Although making a positive impact on society is high priority for some investors (61%), performance continues to take the front seat for the majority of investment decisions. Nearly 9 out of 10 investors (85%) agree that they will only invest responsibly if the returns are the same or better. Additionally, 70% of advisors surveyed agree that better performance and superior risk management are the top reasons that drove high-net-worth clients to invest in RI, up from just 39% in 2018.
Advisors on board
Just as investors have come around to the performance benefits of RI, so too have advisors, as nearly one third (32%) report that their clients' portfolios with RI achieved above market-rate returns in the past year, compared to just 12% and 4% in 2018 and 2017 respectively. This is further validated by the increase in advisors (68%) who say that investors who incorporate RI in their portfolios typically outperform those without responsible investments – up significantly compared to 28% of those surveyed last year.
It is no surprise then that there are nearly twice as many advisors this year who say that they are very familiar with RI than reported last year, with 53% agreeing this year compared to just 27% a year prior and 18% back in 2015. In fact, 83% of investors surveyed agree that advisors who discuss responsible investing are more forward thinking. Taking cues from the rising investor interest, nearly two-thirds (65%) of advisors raise RI as a discussion point during their meetings or conversations compared to just 41% in 2017.
At the same time, it is no longer enough for advisors to simply be knowledgeable on responsible investing, as 56% of investors would prefer their advisors to be more active in helping them invest in ways that have a positive impact, compared to just 23% who expressed that view in 2015. Specifically, nearly three quarters (74%) of investors say it's absolutely essential for advisors to actively share news about emerging corporate scandals. Advisors have recognized this need, as 74% say that the majority of their high net worth clients would ask that they actively share this type of news with them, compared to just 48% a year ago.
And this communication is making an impact – half of investors (50%) have taken action regarding negative news about a specific company, including 23% that said they sold their investment in a company due to a company scandal or objectionable behavior. Overall, four in five advisors (80%) say they actively help their high net worth clients make a positive impact through their investments, compared to just 53% in 2015.
Corporate governance gains ground but knowledge gaps remain
Driving investors' desire to make a material impact is the current healthcare, environmental and political landscape.
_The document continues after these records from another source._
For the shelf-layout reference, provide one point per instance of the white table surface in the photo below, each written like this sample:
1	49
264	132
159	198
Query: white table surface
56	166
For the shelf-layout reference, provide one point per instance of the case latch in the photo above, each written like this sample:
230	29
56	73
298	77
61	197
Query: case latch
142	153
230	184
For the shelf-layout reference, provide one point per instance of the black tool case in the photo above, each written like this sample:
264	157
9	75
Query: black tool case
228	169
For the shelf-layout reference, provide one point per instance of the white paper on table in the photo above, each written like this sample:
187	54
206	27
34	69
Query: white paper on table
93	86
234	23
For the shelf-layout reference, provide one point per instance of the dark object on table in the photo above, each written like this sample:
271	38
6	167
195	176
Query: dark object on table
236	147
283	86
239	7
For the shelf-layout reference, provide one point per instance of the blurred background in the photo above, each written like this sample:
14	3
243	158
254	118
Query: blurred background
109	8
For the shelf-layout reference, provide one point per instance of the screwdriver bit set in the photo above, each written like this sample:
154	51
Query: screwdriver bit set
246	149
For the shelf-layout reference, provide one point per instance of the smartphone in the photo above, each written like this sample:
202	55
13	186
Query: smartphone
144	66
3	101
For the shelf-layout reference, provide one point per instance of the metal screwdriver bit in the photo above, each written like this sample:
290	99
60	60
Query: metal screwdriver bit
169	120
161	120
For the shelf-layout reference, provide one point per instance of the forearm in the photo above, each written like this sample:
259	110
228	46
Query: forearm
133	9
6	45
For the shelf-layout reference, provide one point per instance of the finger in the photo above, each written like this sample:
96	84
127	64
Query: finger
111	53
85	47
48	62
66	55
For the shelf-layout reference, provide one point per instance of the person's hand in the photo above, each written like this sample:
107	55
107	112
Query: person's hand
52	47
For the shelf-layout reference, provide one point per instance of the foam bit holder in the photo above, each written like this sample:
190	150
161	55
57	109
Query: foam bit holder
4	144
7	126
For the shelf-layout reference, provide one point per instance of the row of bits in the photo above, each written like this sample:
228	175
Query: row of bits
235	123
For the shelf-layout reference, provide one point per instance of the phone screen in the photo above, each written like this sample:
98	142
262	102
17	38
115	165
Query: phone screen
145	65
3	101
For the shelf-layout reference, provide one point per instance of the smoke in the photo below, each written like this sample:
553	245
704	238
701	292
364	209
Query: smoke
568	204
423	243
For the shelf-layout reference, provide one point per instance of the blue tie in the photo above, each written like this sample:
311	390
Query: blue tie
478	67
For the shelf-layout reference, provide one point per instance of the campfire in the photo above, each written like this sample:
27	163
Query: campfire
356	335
According to the survey, 51% of high net worth investors said recent natural disasters have made them more interested in RI, while 42% claimed the upcoming presidential election has spurred their interest.
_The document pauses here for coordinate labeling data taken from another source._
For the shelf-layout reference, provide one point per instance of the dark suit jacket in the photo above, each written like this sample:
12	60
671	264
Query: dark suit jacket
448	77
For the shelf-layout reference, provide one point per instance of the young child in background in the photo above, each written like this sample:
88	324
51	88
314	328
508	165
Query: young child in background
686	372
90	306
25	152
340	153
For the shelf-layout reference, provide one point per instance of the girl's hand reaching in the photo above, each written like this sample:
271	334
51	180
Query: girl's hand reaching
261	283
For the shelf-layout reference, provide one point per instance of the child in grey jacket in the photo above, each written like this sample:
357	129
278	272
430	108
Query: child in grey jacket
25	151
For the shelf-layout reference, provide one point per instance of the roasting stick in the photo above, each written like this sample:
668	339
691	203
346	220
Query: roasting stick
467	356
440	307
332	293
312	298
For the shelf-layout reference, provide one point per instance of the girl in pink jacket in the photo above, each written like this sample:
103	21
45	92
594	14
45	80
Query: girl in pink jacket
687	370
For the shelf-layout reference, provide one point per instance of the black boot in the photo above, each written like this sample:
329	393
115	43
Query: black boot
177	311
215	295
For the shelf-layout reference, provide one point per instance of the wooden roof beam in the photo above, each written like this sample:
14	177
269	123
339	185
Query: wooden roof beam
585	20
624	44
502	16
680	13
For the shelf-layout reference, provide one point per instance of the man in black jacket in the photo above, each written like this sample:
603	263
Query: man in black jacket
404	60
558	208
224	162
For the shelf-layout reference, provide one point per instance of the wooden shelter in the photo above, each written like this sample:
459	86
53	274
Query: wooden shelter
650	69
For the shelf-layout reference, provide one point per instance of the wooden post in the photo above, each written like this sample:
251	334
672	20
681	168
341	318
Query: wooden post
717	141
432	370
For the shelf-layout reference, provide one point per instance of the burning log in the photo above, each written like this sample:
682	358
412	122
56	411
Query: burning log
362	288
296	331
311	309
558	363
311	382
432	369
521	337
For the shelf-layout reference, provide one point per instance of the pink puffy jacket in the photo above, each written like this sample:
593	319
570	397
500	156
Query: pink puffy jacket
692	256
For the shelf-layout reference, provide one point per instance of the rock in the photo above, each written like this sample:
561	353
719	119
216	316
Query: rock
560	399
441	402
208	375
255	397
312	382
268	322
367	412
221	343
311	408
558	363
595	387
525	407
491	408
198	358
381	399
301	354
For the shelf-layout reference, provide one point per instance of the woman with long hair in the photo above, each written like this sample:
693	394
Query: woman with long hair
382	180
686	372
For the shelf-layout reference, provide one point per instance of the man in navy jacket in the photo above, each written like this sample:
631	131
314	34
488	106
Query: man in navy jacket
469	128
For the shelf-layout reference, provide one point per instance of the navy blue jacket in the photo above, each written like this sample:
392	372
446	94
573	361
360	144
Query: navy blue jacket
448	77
While investors continue to most resonate with the E (28%) and S (20%) in E-S-G vs. the G (13%), this year's survey found that nearly two in five investors (39%) feel that the letters in E-S-G resonate equally with them. Even before the impact of the coronavirus pandemic, investors paid closed attention to the issues related to corporate governance, with 91% of investors agreeing that companies need to enact more policies that make them more accountable to shareholder concerns and 82% noting that companies with strong governance practices can reduce risk.
One finding that has not changed though is how investors view RI in an employer retirement plan. For example, 59% of respondents said they would choose an employer based on the availability of having a fully diversified RI option in their retirement plan. Since 2015, nearly three in four investors expressed that having the option to choose responsible investing in their retirement plan makes them feel good about working for their employer (71% in 2015, 79% in 2017 and 76% this year).
However, despite increased investor demand and value in ESG factors, advisors still face challenges when it comes to explaining and implementing RI with clients, even more so than in previous years. For example, 79% of advisors say they still find it challenging to help high net worth investors understand the true definition of RI, compared to 68% last year. In fact, despite RI's growing prevalence in the investing world, 58% of investors surveyed said they want to invest responsibly but do not know their options, virtually the same sentiment from 2015 (56%) - despite some fluctuations in the years between.